Pumpkin Oatmeal Pancakes with Blueberry Compote
2 cup organic old fashioned oats (gluten free if desired)
2 teaspoons cinnamon
1 teaspoon powdered ginger (optional)
Pinch of salt
1 tablespoon honey or Stevia to taste (see note)
1 ½ teaspoons baking powder
1 ¾ cups organic pumpkin puree (or 1 can)
2 large pasture raised eggs or 2 flax eggs*
1/2 cup organic nut milk or dairy milk of your choice
2 Tablespoons coconut oil
1 teaspoon vanilla
Makes 4 servings
Pre-heat oven to 200. Heat a large sauté pan or griddle to medium-low
Place the first 5 ingredients into a blender and grind into a coarse sand so that you can still see some texture to the oats. Transfer to a large bowl.
In a separate bowl mix the pumpkin with the coconut oil and add the eggs, milk and vanilla and mix well. Add the wet ingredients to the dry with a rubber spatula and fold in gently until combined.

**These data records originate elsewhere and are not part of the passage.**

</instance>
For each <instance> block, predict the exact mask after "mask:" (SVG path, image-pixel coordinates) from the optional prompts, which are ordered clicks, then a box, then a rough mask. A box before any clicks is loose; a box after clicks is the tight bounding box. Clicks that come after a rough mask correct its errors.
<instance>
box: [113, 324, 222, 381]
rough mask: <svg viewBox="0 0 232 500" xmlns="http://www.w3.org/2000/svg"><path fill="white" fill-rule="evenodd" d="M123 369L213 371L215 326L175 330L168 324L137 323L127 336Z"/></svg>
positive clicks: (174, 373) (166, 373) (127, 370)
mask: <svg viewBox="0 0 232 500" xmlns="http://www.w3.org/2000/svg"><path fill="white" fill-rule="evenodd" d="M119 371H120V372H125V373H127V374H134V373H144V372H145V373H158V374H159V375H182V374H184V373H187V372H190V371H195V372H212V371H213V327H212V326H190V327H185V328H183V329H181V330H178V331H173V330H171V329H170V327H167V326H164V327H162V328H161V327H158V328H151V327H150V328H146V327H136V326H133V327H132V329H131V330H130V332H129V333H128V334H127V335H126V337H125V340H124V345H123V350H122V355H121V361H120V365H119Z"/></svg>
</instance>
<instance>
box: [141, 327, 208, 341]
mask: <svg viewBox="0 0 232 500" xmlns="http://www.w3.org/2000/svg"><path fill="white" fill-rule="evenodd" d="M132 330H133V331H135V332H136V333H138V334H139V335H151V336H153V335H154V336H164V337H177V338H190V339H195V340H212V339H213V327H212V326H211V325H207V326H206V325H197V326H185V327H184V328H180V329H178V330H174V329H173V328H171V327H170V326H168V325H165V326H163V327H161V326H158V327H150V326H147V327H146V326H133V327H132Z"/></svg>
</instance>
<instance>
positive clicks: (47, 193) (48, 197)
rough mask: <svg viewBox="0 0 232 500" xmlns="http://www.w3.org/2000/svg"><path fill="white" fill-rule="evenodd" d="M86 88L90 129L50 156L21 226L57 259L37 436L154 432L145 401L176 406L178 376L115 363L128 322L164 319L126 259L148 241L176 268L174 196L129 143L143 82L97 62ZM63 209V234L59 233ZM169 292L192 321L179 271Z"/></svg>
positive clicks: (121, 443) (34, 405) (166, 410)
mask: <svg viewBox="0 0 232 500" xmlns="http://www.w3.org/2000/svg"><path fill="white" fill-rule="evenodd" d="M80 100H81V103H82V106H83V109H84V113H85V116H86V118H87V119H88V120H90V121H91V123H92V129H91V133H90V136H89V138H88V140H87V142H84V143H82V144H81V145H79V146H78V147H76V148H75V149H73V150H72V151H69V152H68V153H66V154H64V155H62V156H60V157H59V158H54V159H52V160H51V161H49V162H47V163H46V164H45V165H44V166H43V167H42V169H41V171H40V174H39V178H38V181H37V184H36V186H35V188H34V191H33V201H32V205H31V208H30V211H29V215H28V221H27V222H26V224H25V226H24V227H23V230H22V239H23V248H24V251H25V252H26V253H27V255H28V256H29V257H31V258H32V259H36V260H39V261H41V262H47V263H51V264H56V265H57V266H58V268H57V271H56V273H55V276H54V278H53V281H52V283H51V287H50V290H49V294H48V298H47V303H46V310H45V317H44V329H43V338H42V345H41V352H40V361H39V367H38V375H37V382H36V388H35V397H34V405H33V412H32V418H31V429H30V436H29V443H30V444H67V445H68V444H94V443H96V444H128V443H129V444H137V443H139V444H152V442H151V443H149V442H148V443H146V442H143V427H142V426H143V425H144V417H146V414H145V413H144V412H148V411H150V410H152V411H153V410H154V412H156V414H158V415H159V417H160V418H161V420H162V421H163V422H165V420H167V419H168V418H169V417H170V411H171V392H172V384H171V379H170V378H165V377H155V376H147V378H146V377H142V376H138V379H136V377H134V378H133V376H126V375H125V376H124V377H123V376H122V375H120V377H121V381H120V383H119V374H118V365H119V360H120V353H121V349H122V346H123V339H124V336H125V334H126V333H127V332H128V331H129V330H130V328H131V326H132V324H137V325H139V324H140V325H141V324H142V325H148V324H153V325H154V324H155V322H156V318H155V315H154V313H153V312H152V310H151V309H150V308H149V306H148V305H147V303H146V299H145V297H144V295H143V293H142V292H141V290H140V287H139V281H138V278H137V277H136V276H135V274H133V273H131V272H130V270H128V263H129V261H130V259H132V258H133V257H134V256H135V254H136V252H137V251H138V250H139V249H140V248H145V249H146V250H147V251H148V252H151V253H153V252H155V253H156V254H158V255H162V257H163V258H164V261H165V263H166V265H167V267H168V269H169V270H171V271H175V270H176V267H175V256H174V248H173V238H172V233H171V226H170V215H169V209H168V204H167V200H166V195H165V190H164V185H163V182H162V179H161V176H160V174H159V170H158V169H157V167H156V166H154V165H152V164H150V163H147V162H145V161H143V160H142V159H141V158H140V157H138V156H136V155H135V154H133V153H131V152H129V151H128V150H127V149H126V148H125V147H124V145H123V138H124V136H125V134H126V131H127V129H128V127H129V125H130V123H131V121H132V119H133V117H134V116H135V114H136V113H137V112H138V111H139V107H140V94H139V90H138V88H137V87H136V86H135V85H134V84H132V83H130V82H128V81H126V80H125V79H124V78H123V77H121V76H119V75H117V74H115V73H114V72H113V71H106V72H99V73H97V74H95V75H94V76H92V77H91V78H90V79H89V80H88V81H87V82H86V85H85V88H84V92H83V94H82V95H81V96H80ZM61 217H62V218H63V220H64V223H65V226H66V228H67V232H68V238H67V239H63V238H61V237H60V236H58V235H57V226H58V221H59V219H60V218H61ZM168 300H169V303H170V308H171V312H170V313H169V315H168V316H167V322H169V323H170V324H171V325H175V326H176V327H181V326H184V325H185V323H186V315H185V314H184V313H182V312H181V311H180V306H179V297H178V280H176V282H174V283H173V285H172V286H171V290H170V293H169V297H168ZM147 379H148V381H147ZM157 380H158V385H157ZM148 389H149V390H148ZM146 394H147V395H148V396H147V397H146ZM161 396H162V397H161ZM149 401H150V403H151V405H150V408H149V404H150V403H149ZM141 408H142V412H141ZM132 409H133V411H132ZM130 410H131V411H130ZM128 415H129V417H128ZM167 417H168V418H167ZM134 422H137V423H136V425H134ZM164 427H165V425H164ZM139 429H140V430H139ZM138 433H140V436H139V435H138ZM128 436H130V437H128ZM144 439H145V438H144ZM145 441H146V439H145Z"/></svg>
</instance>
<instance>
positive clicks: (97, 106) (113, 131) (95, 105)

Heat a wide sauté pan or griddle on medium heat and coat lightly with coconut oil and a paper towel. Using an ice cream scoop, place the batter about 2 inches apart; cooking about 4-5 at time. The batter is delicate so you do not want to make them too big, they will become hard to flip.

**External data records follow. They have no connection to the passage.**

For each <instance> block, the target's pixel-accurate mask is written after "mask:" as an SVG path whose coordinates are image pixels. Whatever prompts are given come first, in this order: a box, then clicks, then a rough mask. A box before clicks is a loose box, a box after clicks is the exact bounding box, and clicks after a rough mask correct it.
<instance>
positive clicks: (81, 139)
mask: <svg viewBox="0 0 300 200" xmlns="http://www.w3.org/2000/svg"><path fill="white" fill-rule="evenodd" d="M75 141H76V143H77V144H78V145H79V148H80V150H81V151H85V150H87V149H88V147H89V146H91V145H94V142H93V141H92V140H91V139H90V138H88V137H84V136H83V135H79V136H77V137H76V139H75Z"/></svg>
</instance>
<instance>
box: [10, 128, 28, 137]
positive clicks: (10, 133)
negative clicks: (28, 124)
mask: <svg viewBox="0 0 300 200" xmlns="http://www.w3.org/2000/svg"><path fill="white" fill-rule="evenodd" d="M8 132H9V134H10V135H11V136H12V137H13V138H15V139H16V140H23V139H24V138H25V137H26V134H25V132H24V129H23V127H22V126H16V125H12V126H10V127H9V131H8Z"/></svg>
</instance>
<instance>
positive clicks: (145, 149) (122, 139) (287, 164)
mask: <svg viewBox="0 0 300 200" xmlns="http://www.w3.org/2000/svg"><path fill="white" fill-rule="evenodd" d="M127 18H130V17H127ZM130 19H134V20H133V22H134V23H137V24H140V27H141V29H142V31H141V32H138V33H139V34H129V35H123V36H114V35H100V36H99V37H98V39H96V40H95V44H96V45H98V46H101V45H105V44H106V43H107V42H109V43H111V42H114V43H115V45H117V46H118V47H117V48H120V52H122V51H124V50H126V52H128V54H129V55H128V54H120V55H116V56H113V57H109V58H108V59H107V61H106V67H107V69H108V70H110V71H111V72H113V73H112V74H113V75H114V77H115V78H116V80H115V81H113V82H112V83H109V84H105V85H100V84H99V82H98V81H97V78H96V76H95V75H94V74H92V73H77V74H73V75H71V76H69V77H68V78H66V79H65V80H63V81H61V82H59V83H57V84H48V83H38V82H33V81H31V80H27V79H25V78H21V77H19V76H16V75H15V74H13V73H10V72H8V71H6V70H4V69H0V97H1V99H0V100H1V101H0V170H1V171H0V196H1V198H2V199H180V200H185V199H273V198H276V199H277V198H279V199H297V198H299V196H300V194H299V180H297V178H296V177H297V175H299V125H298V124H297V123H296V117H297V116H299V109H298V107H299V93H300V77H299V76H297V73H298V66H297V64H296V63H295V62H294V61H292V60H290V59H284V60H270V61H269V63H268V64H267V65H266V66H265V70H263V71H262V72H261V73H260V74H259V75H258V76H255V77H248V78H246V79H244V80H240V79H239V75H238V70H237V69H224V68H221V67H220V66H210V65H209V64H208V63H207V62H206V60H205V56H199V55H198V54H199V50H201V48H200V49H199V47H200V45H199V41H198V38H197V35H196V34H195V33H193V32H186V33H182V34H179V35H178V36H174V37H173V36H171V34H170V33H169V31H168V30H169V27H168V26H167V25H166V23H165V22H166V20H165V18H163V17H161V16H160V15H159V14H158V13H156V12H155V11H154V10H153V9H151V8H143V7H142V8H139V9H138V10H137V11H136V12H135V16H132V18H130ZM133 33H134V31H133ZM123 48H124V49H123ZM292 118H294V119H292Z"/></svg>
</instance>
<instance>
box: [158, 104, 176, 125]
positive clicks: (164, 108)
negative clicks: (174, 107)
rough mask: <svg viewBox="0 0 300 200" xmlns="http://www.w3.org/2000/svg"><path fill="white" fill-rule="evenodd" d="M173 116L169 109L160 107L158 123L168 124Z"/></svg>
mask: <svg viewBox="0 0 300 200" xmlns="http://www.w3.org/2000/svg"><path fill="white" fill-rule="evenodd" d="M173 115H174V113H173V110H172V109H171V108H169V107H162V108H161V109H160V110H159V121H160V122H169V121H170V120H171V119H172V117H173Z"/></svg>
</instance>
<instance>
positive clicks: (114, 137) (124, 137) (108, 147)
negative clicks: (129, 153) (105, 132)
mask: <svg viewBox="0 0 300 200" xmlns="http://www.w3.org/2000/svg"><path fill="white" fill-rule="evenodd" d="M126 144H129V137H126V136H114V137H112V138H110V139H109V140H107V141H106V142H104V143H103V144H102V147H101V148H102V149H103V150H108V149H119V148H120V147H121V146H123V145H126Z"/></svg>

Flip when the pancakes are lightly brown on one side (about 2-3 minutes). After the pancakes have cooked on the other side transfer to a plate or cookie sheet and keep warm in the oven while you cook the remaining batter. Be sure not to have the heat too high as the pancakes will burn from the natural sugar in the pumpkin.
Also nice with a small scoop of Greek yogurt and maple syrup!
Tips & Notes~
Stevia comes in concentrate and non concentrate forms as well as liquid, you will have to decide how much to use depending on the type that you have.

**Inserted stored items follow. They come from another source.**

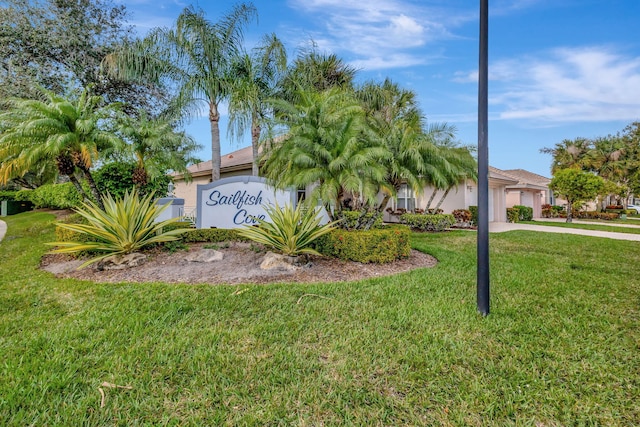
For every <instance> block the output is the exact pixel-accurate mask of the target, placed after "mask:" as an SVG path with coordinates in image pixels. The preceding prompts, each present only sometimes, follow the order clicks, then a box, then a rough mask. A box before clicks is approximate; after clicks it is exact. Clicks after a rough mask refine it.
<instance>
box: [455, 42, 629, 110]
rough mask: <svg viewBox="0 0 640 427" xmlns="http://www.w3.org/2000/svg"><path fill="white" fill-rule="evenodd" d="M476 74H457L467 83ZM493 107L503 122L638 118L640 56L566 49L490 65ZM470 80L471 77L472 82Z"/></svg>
mask: <svg viewBox="0 0 640 427" xmlns="http://www.w3.org/2000/svg"><path fill="white" fill-rule="evenodd" d="M472 74H473V73H467V74H457V75H456V76H455V77H454V79H453V80H454V81H458V82H462V81H464V77H465V76H471V75H472ZM489 77H490V80H491V81H490V88H489V90H490V97H491V98H490V108H491V109H493V110H494V111H496V110H497V111H498V112H499V118H501V119H529V120H537V121H541V122H564V121H571V122H585V121H609V120H637V119H639V118H640V57H630V56H625V55H623V54H620V53H616V52H615V51H613V50H612V49H608V48H605V47H587V48H560V49H555V50H553V51H551V52H548V53H546V54H542V55H541V56H538V57H535V58H534V57H521V58H516V59H511V60H502V61H497V62H495V63H492V64H490V67H489ZM468 80H470V79H467V81H468Z"/></svg>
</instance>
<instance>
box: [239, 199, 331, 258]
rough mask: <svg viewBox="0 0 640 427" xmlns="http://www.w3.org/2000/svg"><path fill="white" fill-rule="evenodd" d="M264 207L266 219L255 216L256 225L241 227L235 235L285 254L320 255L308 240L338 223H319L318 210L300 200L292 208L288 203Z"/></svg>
mask: <svg viewBox="0 0 640 427" xmlns="http://www.w3.org/2000/svg"><path fill="white" fill-rule="evenodd" d="M265 210H266V212H267V215H268V216H269V219H268V220H266V219H260V218H256V220H257V221H258V222H259V223H260V224H259V226H258V227H252V226H245V228H242V229H240V230H238V234H239V235H241V236H242V237H246V238H248V239H251V240H253V241H254V242H257V243H262V244H264V245H266V246H269V247H271V248H272V249H273V250H275V251H277V252H280V253H282V254H284V255H288V256H298V255H302V254H313V255H320V253H319V252H317V251H316V250H314V249H313V248H311V247H310V245H311V243H312V242H313V241H314V240H316V239H317V238H318V237H320V236H322V235H324V234H327V233H328V232H329V231H331V230H333V229H334V228H335V224H336V223H337V222H339V221H333V222H330V223H328V224H325V225H320V222H321V221H322V218H321V217H320V215H319V214H318V211H317V210H316V209H314V208H307V207H305V206H304V205H303V204H302V203H301V204H298V205H297V206H296V207H295V209H294V208H293V206H291V205H285V206H284V207H281V206H279V205H278V203H277V202H276V204H275V205H271V206H265Z"/></svg>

Treat these like a regular pancake and put blueberries or bananas on top before you flip them over.
*To make a “Flax Egg”: mix 1 tablespoon ground flax seed with 3 tablespoons of water and allow to sit for 5 minutes to thicken. This equals one egg and can be used in many baking applications.
4 cups blueberries (fresh or frozen, about 2 pint or 2 bags)
3 tablespoons lemon juice
1/4 teaspoon salt
1/4 cup maple syrup or agave, or more if you want it sweeter
1 teaspoon vanilla or almond extract
Heat all ingredients in a saucepan over medium heat; stirring often, until thick enough to coat the back of a spoon (about 6 to 8 minutes). Transfer to a bowl.
Serve warm or room temperature on top of pancakes.
You can also make this compote with blackberries, raspberries, strawberries, peaches or mango.